UNIMEDIOS.- Las ráfagas de viento atípicas que se registraron ayer en la mayor parte del territorio coahuilense ocasionaron la caída de árboles, cables de energía eléctrica, espectaculares e incluso una descarga eléctrica inició un incendio en la Sierra de Zapalinamé, informó Francisco Martínez Ávalos, director de Protección Civil.

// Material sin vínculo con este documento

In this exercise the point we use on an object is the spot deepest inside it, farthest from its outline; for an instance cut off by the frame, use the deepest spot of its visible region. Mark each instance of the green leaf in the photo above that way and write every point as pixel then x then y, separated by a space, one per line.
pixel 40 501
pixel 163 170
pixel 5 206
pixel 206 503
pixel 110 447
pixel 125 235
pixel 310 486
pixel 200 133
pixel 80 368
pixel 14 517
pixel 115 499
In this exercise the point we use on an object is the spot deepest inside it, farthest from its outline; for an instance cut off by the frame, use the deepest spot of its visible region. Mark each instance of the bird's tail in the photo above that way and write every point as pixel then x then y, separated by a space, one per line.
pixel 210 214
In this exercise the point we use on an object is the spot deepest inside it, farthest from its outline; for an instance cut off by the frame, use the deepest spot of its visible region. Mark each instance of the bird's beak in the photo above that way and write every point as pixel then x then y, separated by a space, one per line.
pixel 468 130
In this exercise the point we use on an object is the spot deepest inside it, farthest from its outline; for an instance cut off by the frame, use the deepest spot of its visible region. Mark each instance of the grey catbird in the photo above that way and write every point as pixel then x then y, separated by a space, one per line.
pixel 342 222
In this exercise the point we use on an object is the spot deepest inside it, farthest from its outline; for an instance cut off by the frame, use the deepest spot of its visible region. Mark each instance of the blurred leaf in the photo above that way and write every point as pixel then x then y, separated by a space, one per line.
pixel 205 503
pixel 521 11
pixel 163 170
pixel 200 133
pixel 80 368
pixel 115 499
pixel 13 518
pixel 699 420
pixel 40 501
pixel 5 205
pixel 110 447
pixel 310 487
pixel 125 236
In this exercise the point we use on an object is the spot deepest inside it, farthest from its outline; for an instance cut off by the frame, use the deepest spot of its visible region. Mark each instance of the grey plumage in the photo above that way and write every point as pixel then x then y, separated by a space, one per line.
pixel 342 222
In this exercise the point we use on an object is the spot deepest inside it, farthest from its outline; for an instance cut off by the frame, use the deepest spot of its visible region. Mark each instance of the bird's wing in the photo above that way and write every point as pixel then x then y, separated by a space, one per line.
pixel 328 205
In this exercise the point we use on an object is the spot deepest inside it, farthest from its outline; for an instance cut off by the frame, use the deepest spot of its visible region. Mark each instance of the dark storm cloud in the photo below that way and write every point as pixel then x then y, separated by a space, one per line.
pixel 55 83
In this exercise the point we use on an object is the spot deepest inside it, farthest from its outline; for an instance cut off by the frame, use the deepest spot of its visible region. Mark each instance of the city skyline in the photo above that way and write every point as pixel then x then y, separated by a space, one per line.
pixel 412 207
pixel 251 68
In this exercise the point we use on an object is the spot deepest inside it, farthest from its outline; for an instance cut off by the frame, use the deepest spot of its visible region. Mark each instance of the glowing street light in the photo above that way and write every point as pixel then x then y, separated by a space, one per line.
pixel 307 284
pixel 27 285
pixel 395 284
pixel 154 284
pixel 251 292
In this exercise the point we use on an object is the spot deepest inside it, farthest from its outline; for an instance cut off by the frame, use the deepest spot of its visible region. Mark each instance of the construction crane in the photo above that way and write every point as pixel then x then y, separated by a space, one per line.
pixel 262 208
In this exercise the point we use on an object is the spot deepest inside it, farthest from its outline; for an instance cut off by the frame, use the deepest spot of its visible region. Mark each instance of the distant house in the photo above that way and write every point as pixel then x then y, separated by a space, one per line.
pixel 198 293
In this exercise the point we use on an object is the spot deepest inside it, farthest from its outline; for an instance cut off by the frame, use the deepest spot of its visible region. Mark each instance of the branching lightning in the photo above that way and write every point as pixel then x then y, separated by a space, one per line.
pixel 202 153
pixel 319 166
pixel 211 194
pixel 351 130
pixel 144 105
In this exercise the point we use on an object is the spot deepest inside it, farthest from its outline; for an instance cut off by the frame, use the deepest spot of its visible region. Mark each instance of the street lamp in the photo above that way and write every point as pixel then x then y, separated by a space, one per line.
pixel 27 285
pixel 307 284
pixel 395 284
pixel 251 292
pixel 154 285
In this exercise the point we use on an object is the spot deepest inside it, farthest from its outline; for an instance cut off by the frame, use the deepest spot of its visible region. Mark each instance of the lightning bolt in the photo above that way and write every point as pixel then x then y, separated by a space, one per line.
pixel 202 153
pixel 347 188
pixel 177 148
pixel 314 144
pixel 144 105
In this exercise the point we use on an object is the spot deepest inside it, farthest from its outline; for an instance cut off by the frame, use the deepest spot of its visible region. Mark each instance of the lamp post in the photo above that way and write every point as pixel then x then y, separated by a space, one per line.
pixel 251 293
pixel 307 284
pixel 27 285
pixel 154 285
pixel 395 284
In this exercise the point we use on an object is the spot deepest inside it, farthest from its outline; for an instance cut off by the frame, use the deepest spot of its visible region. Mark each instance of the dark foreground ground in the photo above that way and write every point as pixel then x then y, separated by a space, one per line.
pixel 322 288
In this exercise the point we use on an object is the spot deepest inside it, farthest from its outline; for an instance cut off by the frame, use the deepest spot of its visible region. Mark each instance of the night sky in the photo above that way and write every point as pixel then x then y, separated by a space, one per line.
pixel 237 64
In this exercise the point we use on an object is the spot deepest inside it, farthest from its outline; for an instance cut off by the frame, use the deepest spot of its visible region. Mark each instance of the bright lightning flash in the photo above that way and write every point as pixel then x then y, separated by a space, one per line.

Manifestó que el municipio que más resintió los efectos de este fenómeno natural fue Piedras Negras, pues ahí las rachas de aire alcanzaron los 110 kilómetros por hora que ocasionó el desplome de 30 árboles y la ruptura de cables conductores de electricidad en diversas colonias, así como la precipitación de 76 milímetros de lluvia. Afortunadamente no se registraron personas lesionadas.

En el caso de Saltillo y los municipios aledaños, los ventarrones solamente alcanzaron los 60 kilómetros por hora y derribaron un espectacular en el bulevar Isidro López Zertuche antes de llegar a la Avenida Universidad.

Sin embargo, un rayo de la tormenta eléctrica provocó que se iniciara un incendio en la Sierra de Zapalinamé, siniestro que ya se está combatiendo con brigadas de la Secretaría del Medio Ambiente, de Protección Civil del Estado y el Municipio y un grupo de voluntarios, entre otros.

En Ciudad Acuña los vientos llegaron a los 90 kilómetros por hora y ocasionaron que se cayeran nueve árboles y cables de energía eléctrica, mientras que en la Región Carbonífera las rachas se registraron entre los 50 a 60 kilómetros por hora, sin daños que lamentar.

Martínez Ávalos reportó que para hoy aún se mantiene el pronóstico de algunas precipitaciones en diversos municipios, con vientos moderados del sureste y con ráfagas de alrededor de 50 kilómetros por hora por la noche, condiciones que prevalecerán hasta el día de mañana sábado.